At first, I thought that it could be useful as an "overflow" flag (that is : if the result's sign was different from the operands' signs). But to this day, I still have to find a case where it is useful. Futhermore, the CMPS and CMPU instructions already deal with the operands' types.

Another useful bit would be a flag that indicates whether a critical section (opened by the CRIT opcode) had been aborted. This is the quintessential flag because it is totally context-dependent and write-only. No need to save it or restore it : if a trap occurs inside a critical section, just flush the bit and hopefully the critical section will be restarted by the application.
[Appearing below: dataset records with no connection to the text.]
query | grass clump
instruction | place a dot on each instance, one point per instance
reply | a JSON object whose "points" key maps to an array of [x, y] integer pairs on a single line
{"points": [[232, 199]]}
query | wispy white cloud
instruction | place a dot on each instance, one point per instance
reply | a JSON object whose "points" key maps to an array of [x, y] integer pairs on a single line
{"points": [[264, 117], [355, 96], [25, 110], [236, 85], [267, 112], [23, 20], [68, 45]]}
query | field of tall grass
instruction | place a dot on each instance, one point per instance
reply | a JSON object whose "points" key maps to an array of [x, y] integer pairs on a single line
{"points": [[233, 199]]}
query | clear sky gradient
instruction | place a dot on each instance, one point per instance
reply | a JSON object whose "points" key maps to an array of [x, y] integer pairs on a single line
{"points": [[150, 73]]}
But I got lazy. Or, instead, I programmed real code and found that I would be happy with a flag that indicates if the last result was zero.

I got lazy and wrote this in the first microYASEP VHDL code :

  if WB_en='1' and FlagChangeCarry(int_opcode)='1' then
Carry <= Carry_out;
FlagZero <= zero_out;
end if;

Yes, I realise just now that it gets updated at the same time as the Carry flag. Worse : I see only now that the zero flag gets its value not from the Adder's result, but from the binary difference of both operands.
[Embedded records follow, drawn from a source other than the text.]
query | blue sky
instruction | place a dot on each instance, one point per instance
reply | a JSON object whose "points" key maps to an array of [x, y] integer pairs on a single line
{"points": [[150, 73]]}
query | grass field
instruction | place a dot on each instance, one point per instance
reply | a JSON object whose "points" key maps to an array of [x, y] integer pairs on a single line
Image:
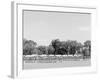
{"points": [[55, 62]]}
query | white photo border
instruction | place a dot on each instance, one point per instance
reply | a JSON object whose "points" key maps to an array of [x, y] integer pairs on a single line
{"points": [[17, 31]]}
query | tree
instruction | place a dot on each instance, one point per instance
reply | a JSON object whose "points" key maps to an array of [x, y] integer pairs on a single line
{"points": [[55, 43], [42, 50], [50, 50]]}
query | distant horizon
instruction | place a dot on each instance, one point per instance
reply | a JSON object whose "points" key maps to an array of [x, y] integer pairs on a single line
{"points": [[54, 39], [43, 27]]}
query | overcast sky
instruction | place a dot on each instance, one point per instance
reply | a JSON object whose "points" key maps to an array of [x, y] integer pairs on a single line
{"points": [[42, 27]]}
  zero_out <= '1' when ROP2_xor=(ROP2_xor'range=>'1')
else '0';

It's a nice trick because it doesn't increase the critical datapath for the adder : the big combining ANDN (with 16 or 32 input bits) is computed in parallel with the carry chain of the adder. But then it means that the Zero flag makes sense ONLY with the CMPU/CMPS instructions, not ADD or SUB... Which is a standard and expected behaviour in most other architectures :-/

But wait, in the above VHDL code, FlagZero is also updated for ADD and SUB ? Now this could eventually explains certain curious bugs I had...

...

OK, this is messy now. But it's not finished.

What I would ideally want is to have the zero flag updated any time a register is written, too. This corresponds to tying a big OR to the write bus of the register set. This potentially adds some significant latency to the pipeline. But... Is that useful ? If the result is written to a register then this register can be tested anyway with the usual conditions.
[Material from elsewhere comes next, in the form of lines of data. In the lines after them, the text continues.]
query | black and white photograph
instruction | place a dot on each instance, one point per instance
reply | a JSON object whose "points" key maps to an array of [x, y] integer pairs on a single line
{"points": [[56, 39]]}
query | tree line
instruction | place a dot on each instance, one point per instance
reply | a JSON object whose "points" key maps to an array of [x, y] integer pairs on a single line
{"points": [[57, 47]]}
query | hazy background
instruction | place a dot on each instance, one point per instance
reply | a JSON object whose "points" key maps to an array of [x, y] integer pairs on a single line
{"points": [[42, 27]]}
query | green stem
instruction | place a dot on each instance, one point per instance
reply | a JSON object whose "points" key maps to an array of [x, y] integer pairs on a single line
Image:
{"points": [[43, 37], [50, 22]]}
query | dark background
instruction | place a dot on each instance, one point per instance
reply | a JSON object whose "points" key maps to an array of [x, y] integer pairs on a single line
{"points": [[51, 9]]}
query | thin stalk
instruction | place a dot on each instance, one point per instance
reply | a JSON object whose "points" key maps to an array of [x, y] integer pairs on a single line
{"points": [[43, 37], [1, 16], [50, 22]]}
So really, the Zero flag is useful only for CMPU and CMPS, that indeed are the only computation instructions that don't write back the result. The VHDL code must be corrected.

And how/where can one save both the carry flag and the Zero flag ?

Saving one flag was already complex enough, saving two flags is still possible but longer.

; save Carry and Zero to R1 : 10 bytes
mov 0 R1
mov 1 R1 ZERO
add 2 R1 CARRY

; restore carry from R1 : 6 bytes add -2 R1
; restore Zero
and 1 R1 CMPU 1 R1

Wouldn't it be easier if the flags were accessible as a single normal register ? There are no registers left but Special Registers could do it.

; save Carry and Zero to R1 : 2 bytes
GET -1 R1

; restore carry from R1 : 2 bytes PUT R1 -1

But should it ? Moving data to the Special Registers is a slippery slope and when we start doing it, we want to apply this principle over and over and... it gets even more messy ! How many status flags will end up there and will this special register be called "status register" ?

Obviously I don't want this so I'll just avoid it and use the slow method for now.